Plus loin vers l'Ouest

Samedi dernier Lille. Lundi Paris. Ce soir Rennes. Demain Lille. Lundi prochain Bordeaux.

Les villes se suivent à ce point qu'elles finissent par toutes se ressembler. Je débarque dans cette cité de l'Ouest et je ne reconnais pas la gare. N'était-ce pas celle de Bordeaux ? Où est le tram ? Il n'y en a pas ici. C'est un métro. Deux lignes ? La A ? La B ? Non, juste une, la A. Y'a pas de B. C'est stupide. Pourquoi l'appeler A s'il n'y a pas de B ? On dit bien le "pape François" tout court, tant qu'il n'y a pas de deuxième.

Débarquer dans cette ville et y regarder les panneaux verts des grandes directions. St Malo, Vannes, Lorient, Brest. Un peu plus loin vers l'Ouest. J'aimerais être là-bas. Putain, ça n'a pas de sens : si j'étais là-bas, je me ferais chier comme ici. J'envierais déjà la prochaine ville, la prochaine étape, le prochain panneau vert.
Je réalise que ce n'est pas tant la destination qui me fait envie, mais le déplacement.

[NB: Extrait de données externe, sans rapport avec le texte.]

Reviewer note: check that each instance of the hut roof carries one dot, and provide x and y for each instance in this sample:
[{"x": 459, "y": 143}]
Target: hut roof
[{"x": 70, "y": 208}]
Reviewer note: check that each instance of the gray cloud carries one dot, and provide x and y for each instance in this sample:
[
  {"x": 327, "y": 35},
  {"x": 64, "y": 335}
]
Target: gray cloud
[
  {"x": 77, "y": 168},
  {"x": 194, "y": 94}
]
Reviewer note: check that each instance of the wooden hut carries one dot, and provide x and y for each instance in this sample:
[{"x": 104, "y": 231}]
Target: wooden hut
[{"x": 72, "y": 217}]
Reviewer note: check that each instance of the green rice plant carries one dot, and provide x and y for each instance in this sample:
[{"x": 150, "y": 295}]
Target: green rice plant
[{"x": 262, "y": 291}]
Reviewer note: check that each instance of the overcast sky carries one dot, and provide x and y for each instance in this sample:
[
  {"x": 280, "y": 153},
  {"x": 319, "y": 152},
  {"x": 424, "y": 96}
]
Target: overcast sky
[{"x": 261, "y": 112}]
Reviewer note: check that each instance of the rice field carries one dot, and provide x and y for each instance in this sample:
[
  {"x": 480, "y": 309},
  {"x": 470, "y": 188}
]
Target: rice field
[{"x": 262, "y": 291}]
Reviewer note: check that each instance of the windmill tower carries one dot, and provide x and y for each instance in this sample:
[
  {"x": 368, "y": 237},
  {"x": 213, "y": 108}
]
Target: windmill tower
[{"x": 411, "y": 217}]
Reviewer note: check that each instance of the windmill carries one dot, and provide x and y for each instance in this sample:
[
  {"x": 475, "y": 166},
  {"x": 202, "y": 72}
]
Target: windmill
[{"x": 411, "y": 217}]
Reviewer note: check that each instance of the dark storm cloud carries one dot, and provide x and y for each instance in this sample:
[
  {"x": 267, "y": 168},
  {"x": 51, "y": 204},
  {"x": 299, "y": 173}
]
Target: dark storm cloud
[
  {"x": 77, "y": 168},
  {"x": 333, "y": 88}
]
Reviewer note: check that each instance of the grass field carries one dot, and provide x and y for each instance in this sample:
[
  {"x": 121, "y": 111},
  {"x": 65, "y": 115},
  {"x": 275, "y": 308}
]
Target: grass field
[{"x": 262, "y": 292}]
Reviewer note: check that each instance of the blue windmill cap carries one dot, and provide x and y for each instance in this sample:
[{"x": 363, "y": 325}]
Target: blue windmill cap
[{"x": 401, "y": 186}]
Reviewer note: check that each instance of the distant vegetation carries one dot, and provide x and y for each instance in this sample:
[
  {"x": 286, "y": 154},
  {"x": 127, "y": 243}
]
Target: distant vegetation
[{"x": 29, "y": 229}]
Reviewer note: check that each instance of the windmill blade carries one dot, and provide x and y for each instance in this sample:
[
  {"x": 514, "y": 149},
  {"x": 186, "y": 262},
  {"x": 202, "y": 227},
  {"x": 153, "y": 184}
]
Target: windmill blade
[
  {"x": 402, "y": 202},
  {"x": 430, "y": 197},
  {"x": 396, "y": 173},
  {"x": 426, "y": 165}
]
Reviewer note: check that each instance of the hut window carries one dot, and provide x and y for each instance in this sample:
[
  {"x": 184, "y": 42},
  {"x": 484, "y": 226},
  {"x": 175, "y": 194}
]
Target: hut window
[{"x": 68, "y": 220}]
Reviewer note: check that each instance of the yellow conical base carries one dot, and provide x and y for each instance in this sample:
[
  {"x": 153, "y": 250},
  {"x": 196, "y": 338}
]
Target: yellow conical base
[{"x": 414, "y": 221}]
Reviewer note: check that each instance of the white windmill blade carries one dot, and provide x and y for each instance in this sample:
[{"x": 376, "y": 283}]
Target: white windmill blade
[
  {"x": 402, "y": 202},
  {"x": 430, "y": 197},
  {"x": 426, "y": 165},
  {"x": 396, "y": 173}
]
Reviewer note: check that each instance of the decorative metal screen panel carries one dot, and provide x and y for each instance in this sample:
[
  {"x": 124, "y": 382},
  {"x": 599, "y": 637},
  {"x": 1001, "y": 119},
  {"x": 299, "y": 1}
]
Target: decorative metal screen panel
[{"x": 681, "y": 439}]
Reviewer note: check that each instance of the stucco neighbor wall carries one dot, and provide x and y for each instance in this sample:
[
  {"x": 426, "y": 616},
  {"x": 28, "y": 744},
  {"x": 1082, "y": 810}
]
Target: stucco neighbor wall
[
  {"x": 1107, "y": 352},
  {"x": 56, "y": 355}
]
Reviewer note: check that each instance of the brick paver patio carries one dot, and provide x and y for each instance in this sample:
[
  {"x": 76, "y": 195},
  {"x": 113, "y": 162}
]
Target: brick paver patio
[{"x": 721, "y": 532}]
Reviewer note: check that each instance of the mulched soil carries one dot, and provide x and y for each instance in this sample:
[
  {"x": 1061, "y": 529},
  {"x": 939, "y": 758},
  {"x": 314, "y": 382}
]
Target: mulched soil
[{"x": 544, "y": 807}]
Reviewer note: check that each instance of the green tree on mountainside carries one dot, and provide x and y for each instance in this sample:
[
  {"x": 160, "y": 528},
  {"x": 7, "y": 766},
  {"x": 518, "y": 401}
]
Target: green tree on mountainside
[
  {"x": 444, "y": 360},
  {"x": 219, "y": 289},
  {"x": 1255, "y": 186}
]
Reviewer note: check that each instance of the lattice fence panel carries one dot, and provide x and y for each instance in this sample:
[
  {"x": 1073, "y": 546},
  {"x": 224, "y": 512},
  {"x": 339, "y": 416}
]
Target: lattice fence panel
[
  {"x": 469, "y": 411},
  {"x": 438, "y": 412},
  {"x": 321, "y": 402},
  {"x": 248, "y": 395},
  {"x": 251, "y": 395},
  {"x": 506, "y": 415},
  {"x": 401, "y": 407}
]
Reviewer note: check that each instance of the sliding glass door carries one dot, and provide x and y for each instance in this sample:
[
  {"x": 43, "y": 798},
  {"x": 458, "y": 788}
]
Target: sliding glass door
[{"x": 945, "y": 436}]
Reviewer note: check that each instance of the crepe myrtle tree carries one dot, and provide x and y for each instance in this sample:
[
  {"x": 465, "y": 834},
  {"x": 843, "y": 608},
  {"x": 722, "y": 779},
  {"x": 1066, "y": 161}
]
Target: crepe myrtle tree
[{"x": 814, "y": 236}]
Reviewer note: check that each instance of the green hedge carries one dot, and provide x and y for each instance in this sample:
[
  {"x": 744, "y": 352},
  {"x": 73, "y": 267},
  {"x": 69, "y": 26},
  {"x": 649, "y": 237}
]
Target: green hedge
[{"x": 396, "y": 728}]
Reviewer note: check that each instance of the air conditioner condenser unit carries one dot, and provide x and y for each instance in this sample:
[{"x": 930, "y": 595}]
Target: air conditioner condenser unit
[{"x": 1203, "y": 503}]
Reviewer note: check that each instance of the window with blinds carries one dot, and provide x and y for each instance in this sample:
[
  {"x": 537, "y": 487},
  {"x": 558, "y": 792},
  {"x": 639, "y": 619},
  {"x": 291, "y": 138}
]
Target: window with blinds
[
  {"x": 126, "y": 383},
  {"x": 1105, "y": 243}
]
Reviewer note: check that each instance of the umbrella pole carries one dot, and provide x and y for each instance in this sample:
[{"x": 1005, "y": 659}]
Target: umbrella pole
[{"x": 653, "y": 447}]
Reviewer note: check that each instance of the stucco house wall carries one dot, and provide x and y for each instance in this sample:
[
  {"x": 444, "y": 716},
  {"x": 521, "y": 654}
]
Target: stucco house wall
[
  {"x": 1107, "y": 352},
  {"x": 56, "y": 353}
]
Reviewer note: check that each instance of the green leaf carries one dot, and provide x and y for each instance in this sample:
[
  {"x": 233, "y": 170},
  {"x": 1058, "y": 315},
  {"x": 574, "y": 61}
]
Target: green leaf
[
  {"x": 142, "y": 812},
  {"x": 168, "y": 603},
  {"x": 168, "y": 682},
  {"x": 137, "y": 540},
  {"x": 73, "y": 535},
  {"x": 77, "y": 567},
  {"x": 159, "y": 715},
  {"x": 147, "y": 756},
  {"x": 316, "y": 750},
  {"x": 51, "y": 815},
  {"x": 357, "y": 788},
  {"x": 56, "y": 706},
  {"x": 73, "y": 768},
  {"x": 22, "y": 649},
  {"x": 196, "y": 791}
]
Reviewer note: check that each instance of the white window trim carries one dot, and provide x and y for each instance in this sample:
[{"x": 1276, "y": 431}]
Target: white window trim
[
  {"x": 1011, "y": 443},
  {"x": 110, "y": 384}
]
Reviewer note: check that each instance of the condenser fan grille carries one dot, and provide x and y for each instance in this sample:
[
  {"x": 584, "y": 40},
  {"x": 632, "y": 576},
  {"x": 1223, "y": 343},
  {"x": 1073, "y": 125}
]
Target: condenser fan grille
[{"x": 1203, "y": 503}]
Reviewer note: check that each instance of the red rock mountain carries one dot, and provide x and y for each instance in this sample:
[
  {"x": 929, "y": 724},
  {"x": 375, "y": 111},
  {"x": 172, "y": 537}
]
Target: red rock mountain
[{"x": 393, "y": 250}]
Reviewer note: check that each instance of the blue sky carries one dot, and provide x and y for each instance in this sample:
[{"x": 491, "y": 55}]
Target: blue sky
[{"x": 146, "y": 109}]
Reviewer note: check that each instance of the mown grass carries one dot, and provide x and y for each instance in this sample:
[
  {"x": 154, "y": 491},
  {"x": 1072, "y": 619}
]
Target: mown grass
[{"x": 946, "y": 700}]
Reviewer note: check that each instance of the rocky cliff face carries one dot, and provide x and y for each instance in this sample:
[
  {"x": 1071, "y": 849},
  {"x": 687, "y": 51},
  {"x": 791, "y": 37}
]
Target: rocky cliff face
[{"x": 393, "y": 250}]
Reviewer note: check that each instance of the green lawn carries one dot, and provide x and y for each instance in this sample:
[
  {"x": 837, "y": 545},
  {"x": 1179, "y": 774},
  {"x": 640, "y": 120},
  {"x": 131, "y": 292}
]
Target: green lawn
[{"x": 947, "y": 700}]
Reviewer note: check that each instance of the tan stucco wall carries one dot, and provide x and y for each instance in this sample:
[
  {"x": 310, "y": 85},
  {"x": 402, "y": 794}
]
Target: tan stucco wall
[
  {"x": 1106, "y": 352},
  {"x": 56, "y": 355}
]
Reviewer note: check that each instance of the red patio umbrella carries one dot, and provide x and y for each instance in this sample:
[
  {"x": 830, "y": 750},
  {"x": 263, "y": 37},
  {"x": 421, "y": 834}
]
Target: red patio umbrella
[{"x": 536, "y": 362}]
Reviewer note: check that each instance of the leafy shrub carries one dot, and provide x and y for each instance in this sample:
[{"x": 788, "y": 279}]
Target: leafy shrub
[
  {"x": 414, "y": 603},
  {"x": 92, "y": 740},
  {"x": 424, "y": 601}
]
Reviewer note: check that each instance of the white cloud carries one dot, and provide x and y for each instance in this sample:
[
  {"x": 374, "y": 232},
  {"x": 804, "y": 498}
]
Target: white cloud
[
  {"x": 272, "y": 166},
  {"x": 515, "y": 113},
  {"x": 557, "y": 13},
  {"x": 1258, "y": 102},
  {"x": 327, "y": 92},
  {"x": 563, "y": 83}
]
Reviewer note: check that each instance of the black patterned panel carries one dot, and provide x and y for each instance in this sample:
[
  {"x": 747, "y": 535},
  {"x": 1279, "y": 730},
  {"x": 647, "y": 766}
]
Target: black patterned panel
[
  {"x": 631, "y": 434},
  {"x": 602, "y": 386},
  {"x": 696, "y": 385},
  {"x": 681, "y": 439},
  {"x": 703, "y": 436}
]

Le train traverse des bourgades anonymes au nom pourtant connu. Le Mans. Laval. J'ai envie de descendre ; et finalement, quand il arrive à bon port (bizarre pour un train), je sais déjà que le voyage est fini. Pourtant, plus la cible se rapproche, plus mon excitation grandit. Au moment où la sonnerie retentit et où le haut parleur déclame "Mesdames et messieurs dans quelques instants nous arriverons en gare de Rennes", j'atteins le climax.
Comme un chien de Pavloff, je salive au simple son du jingle SNCF ; et dès mon premier pas sur le sol de Rennes, je me rends compte que je n'y connais personne, que je n'y ai jamais connu personne, et que ceux que j'aurais pu y connaître ou que je connais ailleurs dans un autre temps, le présent, n'y habitent plus.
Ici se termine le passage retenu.